I am trying to show that $n$ has $2^{\omega(n) - 1}$ coprime factor pairs. I'm pretty sure this is true but I don't see how to prove it. There is no obvious way to use induction.
Here is an example:
$30$ has $3$ distinct prime factors: $2, 3, 5$ so $\omega(30) = 3$. My conjecture predicts that $30$ has $2^{3 - 1} = 2^2 = 4$ coprime factor pairs.
We find they are: $(1, 2\cdot3\cdot5) $, $(2, 3\cdot5)$, $(3, 2\cdot 5)$, and $(5, 2\cdot3)$.
Can anyone provide a hint at how to prove this?
Let $n= p_1^{\alpha_1}p_2^{\alpha_2}\ldots p_k^{\alpha_k}$. Then $\omega(n)=k$. Then the number of coprime factor pair has form $(x,y)$ where \begin{align} \begin{cases} x \cdot y = p_1p_2\ldots p_k\\ \gcd(x,y)=1 \end{cases} \end{align} Then for each $x$, you can determine exactly one $y$ that satisfies the above relations.

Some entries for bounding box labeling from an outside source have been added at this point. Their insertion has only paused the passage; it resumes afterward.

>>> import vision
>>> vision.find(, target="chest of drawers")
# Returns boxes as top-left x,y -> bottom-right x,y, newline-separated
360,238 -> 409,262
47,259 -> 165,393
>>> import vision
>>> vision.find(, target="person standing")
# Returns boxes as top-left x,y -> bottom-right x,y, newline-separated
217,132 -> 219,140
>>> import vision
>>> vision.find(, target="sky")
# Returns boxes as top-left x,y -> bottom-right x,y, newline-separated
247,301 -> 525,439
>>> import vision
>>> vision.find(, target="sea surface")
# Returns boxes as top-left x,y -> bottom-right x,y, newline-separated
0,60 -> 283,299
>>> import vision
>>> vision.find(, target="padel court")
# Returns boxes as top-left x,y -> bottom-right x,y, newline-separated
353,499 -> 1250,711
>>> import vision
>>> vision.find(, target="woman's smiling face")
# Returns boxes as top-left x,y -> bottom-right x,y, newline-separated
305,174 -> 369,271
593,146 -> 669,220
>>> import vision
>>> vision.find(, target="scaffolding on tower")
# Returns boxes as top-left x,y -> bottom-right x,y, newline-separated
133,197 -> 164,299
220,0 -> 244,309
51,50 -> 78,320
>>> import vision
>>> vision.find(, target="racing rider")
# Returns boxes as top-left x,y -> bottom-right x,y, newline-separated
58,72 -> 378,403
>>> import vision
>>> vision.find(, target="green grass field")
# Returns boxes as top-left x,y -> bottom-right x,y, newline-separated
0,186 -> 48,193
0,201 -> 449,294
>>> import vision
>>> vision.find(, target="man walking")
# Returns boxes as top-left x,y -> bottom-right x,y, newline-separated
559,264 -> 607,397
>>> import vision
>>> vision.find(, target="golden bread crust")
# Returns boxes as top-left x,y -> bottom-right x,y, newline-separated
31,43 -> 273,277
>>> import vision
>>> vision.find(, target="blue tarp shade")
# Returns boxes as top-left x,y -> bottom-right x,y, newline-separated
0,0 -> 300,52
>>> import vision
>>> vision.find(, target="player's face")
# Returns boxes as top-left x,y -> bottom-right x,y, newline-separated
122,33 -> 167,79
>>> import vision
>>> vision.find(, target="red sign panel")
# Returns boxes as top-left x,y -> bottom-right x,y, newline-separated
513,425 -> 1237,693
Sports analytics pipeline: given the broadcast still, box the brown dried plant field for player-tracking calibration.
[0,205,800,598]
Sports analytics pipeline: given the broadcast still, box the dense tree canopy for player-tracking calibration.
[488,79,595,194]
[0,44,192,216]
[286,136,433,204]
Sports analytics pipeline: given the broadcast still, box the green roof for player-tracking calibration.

Note that to form $x$, you can just pick $m$ prime in the set $\left\lbrace p_1,p_2,\ldots,p_k\right\rbrace$ and let $x$ be their product. There are $ \binom{k}{m}$ ways to choose such $m$-tuples of prime. So there are in total $\sum_{m=0}^k \binom{k}{m}=2^k$ coprime factor pairs. But there is a catch, each pair is repeated: for example, choosing $m=0$ and $m=k$ yields the same pairs, so in fact you only have $2^{k-1}$ pairs.